In terms of Dirichlet series,

$\sum_{n\ge 1} \frac{\mu(n)}{n^s} = \frac{1}{\zeta(s)}.$

The Riemann Zeta function ζ(s) will appear in all convolutions presented here.

Second example: the classic totient identity

We show that

$\varphi \, * \, 1 = n.$

The left is

$\sum_{w=0}^v \varphi(p^w) = 1 + \sum_{w=1}^v \left( p^w - p^{w-1} \right) = 1 + p^v - 1 = n, \quad \mbox{QED.}$

In terms of Dirichlet series,

$\sum_{n\ge 1} \frac{\varphi(n)}{n^s} = \frac{\zeta(s-1)}{\zeta(s)}.$

Third example: the square of the divisor function

We show that

$d^2 \, * \, 1_C = d \, * \, d,$

where 1C is the indicator function of the set of naturals that are squares.

The right is

$\sum_{w=0}^v d(p^w) d(p^{v-w}) = \sum_{w=0}^v (w+1)(v-w+1) = \frac{1}{6} (v+1) (v+2) (v+3).$

The left is

$\sum_{w=0}^v d(p^w)^2 \; 1_C(p^{v-w}) = \sum_{w=0}^v (w+1)^2 \; 1_C(p^{v-w}).$

Now there are two cases, depending on whether v is even or odd.

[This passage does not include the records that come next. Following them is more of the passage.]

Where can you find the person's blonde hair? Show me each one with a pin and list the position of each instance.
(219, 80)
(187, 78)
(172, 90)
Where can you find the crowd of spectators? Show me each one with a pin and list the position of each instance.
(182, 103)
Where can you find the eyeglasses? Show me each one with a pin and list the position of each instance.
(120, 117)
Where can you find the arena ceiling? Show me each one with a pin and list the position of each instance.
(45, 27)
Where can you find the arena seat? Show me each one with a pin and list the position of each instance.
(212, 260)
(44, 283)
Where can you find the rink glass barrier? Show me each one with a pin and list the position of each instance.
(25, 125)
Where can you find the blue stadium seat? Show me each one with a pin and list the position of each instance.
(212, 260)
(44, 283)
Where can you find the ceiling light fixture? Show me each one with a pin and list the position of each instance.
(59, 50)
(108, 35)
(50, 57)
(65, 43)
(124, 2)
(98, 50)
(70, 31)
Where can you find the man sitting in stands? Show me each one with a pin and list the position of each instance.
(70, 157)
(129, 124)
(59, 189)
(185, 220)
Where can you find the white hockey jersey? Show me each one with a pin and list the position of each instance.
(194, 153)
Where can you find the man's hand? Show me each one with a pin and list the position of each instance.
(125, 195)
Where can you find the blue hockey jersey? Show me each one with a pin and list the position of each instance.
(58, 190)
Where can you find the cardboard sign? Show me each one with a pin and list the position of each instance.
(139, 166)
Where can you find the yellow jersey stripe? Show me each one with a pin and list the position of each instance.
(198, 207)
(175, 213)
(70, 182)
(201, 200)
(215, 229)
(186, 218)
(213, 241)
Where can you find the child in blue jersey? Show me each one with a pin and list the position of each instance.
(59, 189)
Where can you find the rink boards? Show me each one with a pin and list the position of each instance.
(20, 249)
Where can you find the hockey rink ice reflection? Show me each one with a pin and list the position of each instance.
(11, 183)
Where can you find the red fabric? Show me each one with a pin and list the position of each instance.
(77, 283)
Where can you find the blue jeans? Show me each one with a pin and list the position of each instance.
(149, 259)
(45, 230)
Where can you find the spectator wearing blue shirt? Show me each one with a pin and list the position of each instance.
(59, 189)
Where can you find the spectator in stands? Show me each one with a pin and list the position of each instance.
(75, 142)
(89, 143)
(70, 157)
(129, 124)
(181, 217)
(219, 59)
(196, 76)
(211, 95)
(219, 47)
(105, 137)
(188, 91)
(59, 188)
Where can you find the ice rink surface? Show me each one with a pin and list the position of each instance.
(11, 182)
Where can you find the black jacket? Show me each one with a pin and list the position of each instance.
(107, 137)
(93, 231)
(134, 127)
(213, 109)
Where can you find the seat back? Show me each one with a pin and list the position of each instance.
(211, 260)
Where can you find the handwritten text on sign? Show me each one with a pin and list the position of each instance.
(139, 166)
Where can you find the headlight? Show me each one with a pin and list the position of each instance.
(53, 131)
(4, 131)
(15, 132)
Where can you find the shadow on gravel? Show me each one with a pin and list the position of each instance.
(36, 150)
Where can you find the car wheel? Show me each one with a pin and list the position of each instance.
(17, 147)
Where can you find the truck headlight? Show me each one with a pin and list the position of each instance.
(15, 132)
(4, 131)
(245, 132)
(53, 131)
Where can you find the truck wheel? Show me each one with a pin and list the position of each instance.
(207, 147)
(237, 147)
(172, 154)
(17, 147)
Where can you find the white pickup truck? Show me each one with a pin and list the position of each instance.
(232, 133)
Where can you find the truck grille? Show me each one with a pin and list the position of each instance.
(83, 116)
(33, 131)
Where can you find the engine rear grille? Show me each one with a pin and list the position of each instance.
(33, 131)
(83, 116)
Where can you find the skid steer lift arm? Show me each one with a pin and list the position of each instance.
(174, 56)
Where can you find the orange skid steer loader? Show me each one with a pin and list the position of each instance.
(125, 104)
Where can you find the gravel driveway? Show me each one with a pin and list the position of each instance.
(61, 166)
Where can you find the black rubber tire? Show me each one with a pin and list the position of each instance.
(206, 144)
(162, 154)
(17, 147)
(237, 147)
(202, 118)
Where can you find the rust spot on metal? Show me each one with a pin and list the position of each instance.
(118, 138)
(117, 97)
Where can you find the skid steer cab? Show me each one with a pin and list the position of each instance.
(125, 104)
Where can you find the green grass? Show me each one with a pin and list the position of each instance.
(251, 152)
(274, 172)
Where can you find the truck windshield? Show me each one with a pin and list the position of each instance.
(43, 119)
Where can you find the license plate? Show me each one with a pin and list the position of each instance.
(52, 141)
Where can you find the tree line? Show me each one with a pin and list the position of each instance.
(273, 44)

Let v = 2q where $q\ge 1$. This gives

$\sum_{u=0}^q (2u+1)^2 = \frac{1}{6} (2q+1) (2q+2) (2q+3).$

Next let v = 2q + 1 where $q\ge 0$. This in turn gives

$\sum_{u=0}^q ((2u+1)+1)^2 = \frac{1}{6} (2q+2) (2q+3) (2q+4), \quad \mbox{QED.}$

In terms of Dirichlet series,

$\sum_{n\ge 1} \frac{d(n)^2}{n^s} = \frac{\zeta(s)^4}{\zeta(2s)}.$

Fourth example: an exotic identity

Here we show that

$2^\omega \, * \, 1_C = d.$

The left is

$\sum_{w=0}^v 2^{\omega(p^w)} \; 1_C(p^{v-w}) = 1_C(p^v) + 2 \sum_{w=1}^v 1_C(p^{v-w}).$

Once more there are two cases. Let v = 2q where $q\ge 1$. We obtain

$1 + 2q = v+1 = d(n).\,$

Furthermore, when v = 2q + 1 where $q\ge 0$ we find

$0 + 2(q+1) = v+1 = d(n), \quad \mbox{QED.}$

In terms of Dirichlet series,

$\sum_{n\ge 1} \frac{2^{\omega(n)}}{n^s} = \frac{\zeta(s)^2}{\zeta(2s)}.$